The first meet of my senior year was a home meet, on our cinder track, which was rock hard on this cold, cloudy March afternoon. I was bundled up in heavy layers of sweat clothes, with ski gloves on my hands. I don’t remember why I didn’t run the 110s that day; it was probably because my coaches were just being cautious with easing me back into competition, and the 300s are always an easier race to run because it allows for greater margin for error. 

Four months prior to this meet, I had been discharged from the hospital. Two months prior to this meet, I had started training with my teammates. Both of my coaches agreed that it was a miracle that I was back competing at all, even though I didn’t want to hear that at the time, and didn’t yet appreciate how right they were. They put zero pressure on me – not just in regard to the first meet, but the whole season. My teammates felt the same way. A few of them had visited me in the hospital and seen what I looked like, so they could hardly believe I was back training with them, doing hard workouts like nothing had happened. So as I stood near the 300 hurdle start line about 20 minutes before the start of the race, I decided I would race with my sweats on and just make it through. No one would be disappointed in me. They already saw me as a hero.  

But as I warmed up over a couple hurdles, I started changing my mind. I had indeed been training very well, and was feeling strong. I thought back to my time in the hospital, and the moment after the last day of treatment, when I bawled in my bed, resigning myself to the reality that I would probably never hurdle again. I thought back to the months leading up to my hospitalization, as I rapidly felt more and more fatigued, to the point where just walking up a flight of stairs took maximal effort.
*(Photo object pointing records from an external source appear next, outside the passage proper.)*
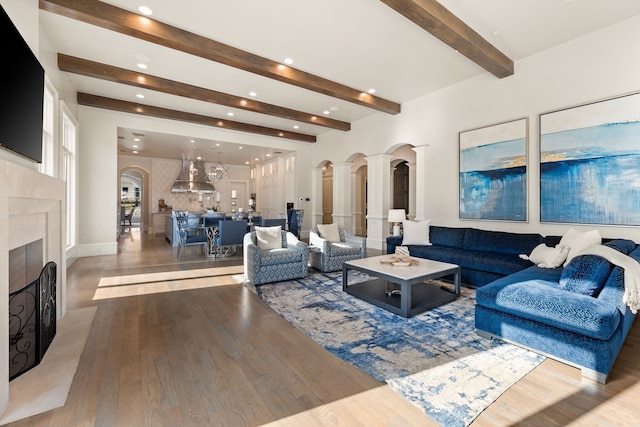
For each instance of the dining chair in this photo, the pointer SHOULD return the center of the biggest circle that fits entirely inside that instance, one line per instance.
(190, 231)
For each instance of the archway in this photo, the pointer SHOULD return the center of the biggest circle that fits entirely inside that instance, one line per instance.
(134, 194)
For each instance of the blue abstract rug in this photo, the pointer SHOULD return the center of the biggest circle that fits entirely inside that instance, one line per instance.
(435, 359)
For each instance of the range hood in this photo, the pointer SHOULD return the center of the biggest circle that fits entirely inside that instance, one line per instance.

I had something to give; I couldn’t waste this moment by giving a half-hearted effort. I had to find out where I stood. I had to find out how fast I could run, on this day, in these weather conditions, on this hard cinder track.

A few minutes before the start of the race, as coaches and volunteers were setting up the hurdles around the track, I took off my sweats and did a full-speed rep out of the blocks to the first hurdle. It felt good. Steps felt right. No stuttering, no reaching. Let’s get it.
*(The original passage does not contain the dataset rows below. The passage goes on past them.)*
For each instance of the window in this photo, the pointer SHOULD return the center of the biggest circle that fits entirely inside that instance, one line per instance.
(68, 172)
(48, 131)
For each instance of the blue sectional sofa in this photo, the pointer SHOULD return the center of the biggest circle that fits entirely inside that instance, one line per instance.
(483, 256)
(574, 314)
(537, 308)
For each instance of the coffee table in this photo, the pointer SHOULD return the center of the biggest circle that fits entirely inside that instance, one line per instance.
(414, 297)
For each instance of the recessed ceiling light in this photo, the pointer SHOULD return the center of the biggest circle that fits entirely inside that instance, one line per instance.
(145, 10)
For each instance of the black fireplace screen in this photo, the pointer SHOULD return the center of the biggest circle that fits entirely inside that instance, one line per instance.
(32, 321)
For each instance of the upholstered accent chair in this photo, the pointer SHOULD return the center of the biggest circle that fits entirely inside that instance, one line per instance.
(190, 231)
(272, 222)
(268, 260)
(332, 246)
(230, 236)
I don’t remember any details of the race, but I remember that I won, that it felt surprisingly easy, and that my time was 44.5 – a new personal best. It was the first time I had run the race healthy since my sophomore year. I remember thinking as I crossed the finish line, so this is what it feels like to run this race with normal blood counts. My coaches and teammates all gathered round to congratulate me as I walked to the infield. Even Mike Stinson, my hurdling partner who had taken over as our best 300 hurdler the previous year, smiled and hugged me despite naturally feeling disappointed that I had returned to his event and surpassed him in the first meet. He was a good dude; his happiness for my success made me feel like I had made it all the way back.
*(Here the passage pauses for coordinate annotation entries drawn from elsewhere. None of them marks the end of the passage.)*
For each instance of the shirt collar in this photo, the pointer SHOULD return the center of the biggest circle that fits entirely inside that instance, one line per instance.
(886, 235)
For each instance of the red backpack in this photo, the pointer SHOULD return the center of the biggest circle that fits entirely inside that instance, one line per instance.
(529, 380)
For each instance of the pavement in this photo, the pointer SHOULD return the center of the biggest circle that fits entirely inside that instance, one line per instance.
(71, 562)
When I thought about that race later that night and into the next day, I felt more proud about how I had approached the race than I did about the race itself. I didn’t settle for pretty good. I didn’t settle for just making it through. I didn’t settle for just pleasing my coaches and teammates. I knew I had something inside me, and that I had to dig deep and find it, and bring it out. Little did I know that I had found the formula for racing with a Zen-like mindset. The mindset is simple: I’m gonna give everything I got without emotional attachment to results. I wasn’t able to maintain that mindset after that race. Instead, because I had done better than I expected, I proceeded to put pressure on myself to do even better. I started setting goals, planning out how fast I would run by the end of the season. And putting pressure on myself became a habit throughout most of my competitive career, as discussed in a previous chapter. In college, it would take a lot of losing before I broke free from the fear of losing.

As a coach, I teach my athletes to take the approach I took in that 300 hurdle race. All you can do is run as fast as you can. So do that, and leave the rest alone. Results do not determine who you are. You can be an Olympic champion and be a complete asshole. You can be a scrub who has never sniffed an Olympic track and be one of the best people in the world.